Server-oriented techniques (e.g., Triton Inference Server , KServe ) can be used to dynamically allocate hardware resources to suit changing inference requirements, but such techniques are generally designed for specific on-demand use cases. At SIC, we are researching and developing inference-resource sharing, which is an extension of server-oriented techniques for real-time stream processing.
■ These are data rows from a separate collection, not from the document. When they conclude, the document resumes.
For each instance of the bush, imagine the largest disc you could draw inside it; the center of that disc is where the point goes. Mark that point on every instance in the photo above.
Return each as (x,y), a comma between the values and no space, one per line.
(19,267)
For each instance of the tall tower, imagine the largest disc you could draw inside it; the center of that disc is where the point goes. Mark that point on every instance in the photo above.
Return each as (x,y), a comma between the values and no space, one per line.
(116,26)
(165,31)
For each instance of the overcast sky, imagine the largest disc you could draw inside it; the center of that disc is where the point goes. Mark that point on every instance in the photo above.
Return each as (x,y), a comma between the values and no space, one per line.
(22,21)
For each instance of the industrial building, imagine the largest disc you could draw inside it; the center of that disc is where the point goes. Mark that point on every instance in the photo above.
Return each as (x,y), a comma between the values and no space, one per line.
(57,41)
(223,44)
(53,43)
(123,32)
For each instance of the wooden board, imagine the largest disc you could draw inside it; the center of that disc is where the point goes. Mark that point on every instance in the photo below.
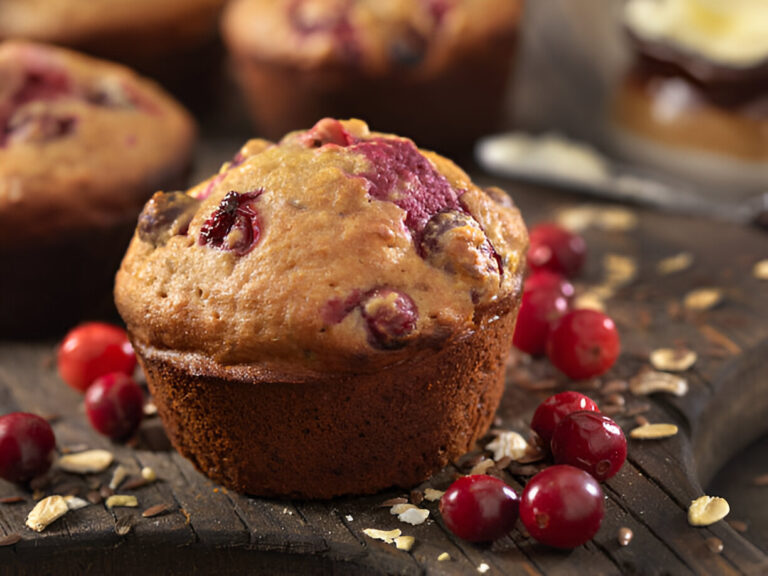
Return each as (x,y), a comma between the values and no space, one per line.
(211,530)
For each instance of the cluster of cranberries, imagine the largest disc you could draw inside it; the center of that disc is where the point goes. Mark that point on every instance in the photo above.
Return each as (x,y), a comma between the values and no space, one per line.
(580,343)
(561,506)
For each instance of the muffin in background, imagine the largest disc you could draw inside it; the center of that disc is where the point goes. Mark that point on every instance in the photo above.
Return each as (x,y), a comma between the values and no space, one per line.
(433,70)
(695,101)
(83,144)
(328,315)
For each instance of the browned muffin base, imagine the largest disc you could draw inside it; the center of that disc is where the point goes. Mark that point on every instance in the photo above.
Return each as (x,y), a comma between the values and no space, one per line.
(334,434)
(446,110)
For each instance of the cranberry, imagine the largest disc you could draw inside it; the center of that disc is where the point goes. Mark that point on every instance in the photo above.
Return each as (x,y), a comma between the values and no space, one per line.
(26,446)
(115,405)
(540,308)
(550,412)
(479,508)
(590,441)
(584,343)
(92,350)
(562,506)
(390,316)
(555,248)
(234,225)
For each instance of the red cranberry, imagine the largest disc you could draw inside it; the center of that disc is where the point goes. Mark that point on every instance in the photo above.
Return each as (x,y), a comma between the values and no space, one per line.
(479,508)
(390,316)
(92,350)
(550,412)
(583,344)
(546,279)
(555,248)
(562,506)
(234,225)
(115,405)
(26,446)
(540,308)
(590,441)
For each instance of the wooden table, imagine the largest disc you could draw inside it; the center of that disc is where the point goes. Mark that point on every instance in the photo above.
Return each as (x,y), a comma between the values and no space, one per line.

By using inference-resource sharing, it becomes possible to share inferencing resources among streams and obtain statistical multiplexing benefits by bundling multiple streams with different peaks in real-time stream-processing use cases.
6. Future directions
In this article, we introduced the world view of a software-driven city (i.e., a smart city) achieved with a city-scale CPS, AI-inferencing infrastructure that can efficiently process high-resolution and multi-camera images, concept of event-driven inferencing, and its basic techniques of model cascading and inference-resource sharing.
By using model cascading and inference-resource sharing, and by introducing the concept of event-driven inferencing, we can expect to significantly reduce processing loads and energy consumption to practical levels, enabling the implementation of AI inferencing required by smart cities in the IOWN era. By accumulating the basic techniques for IOWN, we can also implement AI systems that can analyze and make decisions faster than humans. We will then create services that are safer, more accessible, more sustainable, and more comfortable for everyone and solve a variety of social issues.